The World Bank Group has issued a new report recommending policy reforms to unlock private investment in Vietnam’s offshore wind sector.
The report outlines a framework that adapts global best practices while minimising changes to existing regulations to help attract international capital and build domestic capacity.
Vietnam’s Power Development Plan VIII sets a target of 6–17GW of offshore wind by 2035 and up to 139GW by 2050.
Achieving these goals will require large-scale investment from public, private, domestic and international sources.
“With some of the world’s most promising offshore wind resources, Vietnam is poised to harness this new technology,” said Chiara Rogate, senior energy specialist for Vietnam.
“To establish Vietnam as a reliable, long-term investment destination… clear, transparent, and attractive policies and procedures are essential,” she added.

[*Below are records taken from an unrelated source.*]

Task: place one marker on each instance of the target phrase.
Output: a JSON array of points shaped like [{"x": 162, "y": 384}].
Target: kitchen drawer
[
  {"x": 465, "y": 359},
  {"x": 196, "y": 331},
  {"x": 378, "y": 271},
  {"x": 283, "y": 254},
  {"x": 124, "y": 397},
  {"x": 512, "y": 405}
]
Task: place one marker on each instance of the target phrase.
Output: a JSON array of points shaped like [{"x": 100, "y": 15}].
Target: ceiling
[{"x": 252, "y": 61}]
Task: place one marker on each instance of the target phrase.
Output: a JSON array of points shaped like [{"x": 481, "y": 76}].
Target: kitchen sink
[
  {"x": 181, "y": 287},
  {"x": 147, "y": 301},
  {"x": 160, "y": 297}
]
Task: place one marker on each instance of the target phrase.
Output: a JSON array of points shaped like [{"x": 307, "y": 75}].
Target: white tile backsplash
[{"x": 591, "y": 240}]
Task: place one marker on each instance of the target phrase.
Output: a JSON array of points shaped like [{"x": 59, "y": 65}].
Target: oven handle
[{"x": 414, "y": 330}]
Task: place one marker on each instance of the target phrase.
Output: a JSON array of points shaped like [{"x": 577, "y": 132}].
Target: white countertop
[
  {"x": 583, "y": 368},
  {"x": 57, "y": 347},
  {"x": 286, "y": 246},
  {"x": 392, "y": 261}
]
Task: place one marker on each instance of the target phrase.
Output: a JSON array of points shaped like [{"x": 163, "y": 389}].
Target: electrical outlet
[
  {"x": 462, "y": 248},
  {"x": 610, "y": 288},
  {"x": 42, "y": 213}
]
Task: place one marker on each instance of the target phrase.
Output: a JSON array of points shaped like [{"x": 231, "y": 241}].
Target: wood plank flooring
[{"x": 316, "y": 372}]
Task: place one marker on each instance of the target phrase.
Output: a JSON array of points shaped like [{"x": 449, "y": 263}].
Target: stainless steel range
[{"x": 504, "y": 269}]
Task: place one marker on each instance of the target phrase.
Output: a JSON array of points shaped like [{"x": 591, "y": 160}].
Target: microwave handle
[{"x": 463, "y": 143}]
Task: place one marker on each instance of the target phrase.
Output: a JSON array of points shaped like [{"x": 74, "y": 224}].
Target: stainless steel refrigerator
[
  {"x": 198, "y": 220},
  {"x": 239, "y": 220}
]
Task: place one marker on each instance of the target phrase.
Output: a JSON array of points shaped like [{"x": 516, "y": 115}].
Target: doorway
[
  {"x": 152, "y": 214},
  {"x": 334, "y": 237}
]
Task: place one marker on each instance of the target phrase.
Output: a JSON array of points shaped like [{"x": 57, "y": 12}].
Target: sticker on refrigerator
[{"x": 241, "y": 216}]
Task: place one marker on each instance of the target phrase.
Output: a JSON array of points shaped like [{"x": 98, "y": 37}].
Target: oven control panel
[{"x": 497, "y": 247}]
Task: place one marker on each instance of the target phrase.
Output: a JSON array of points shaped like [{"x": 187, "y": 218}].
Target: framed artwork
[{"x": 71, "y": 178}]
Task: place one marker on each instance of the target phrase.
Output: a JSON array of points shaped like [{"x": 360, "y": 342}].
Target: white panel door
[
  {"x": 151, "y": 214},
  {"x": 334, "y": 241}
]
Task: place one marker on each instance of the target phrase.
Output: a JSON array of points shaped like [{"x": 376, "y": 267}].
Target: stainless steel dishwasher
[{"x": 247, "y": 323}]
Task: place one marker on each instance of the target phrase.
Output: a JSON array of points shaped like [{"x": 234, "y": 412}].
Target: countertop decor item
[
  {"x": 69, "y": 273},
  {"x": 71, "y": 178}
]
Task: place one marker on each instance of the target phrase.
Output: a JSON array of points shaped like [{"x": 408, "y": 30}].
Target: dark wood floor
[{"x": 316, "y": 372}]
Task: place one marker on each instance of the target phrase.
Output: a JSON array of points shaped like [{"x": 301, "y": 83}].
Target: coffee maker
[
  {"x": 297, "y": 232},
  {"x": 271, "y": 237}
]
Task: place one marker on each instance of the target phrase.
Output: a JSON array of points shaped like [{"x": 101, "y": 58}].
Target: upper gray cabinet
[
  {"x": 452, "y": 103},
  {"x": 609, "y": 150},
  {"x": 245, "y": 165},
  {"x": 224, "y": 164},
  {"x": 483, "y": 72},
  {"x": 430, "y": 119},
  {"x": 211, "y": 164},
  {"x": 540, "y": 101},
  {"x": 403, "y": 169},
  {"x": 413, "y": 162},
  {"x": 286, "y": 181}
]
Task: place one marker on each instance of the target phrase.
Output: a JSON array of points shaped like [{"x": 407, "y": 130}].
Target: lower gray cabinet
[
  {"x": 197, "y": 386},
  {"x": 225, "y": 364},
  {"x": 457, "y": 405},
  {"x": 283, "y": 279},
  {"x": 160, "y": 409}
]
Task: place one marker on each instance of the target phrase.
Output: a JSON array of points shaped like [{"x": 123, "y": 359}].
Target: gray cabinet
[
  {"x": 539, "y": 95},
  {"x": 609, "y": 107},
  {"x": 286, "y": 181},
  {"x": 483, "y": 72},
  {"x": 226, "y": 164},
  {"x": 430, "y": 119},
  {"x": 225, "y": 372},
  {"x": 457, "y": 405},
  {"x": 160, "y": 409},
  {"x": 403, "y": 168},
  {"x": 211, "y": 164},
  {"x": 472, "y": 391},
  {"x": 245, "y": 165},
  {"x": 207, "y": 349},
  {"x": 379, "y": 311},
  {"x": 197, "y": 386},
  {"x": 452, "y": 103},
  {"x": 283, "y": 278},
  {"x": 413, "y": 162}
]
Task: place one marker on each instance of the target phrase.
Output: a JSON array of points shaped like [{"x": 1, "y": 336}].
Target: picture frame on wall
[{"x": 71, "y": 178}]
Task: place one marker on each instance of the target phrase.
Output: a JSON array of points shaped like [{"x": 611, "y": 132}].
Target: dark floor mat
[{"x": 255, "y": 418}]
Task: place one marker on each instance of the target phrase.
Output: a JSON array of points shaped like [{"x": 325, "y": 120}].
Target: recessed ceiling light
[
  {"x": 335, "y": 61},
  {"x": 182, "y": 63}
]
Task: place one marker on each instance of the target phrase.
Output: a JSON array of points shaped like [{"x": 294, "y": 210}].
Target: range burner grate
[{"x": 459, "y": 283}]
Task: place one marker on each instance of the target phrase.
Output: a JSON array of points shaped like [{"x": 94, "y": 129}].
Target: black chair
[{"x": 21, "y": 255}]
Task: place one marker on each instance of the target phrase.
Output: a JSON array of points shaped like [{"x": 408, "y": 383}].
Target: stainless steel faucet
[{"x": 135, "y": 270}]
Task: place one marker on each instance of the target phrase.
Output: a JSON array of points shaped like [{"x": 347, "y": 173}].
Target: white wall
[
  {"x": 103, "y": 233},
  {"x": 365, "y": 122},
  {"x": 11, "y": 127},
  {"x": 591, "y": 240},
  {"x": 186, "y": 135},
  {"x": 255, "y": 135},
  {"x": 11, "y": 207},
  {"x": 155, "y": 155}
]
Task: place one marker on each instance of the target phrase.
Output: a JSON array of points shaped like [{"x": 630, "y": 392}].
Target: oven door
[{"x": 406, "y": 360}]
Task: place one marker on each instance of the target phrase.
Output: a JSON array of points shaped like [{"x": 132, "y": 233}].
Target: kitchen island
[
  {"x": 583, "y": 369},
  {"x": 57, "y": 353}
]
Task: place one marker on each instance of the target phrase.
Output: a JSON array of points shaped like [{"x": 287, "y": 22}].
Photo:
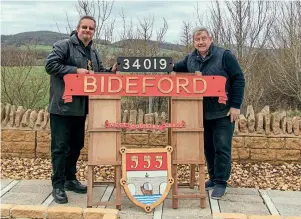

The report, funded by ESMAP and Australia’s DFAT, was produced with support from the IFC and in consultation with Vietnam’s ministries of industry and trade and of agriculture and environment.
Regulatory reforms introduced in late 2024 and early 2025 have already begun to create more defined pathways for project development.
Sean Whittaker, co-lead of the World Bank offshore wind development programme, said: “To realise its offshore wind potential… Vietnam will need a balanced approach that harnesses both state leadership and private sector innovation.”
The report identifies remaining investment and regulatory barriers and provides targeted recommendations to scale up delivery of the country’s offshore wind pipeline.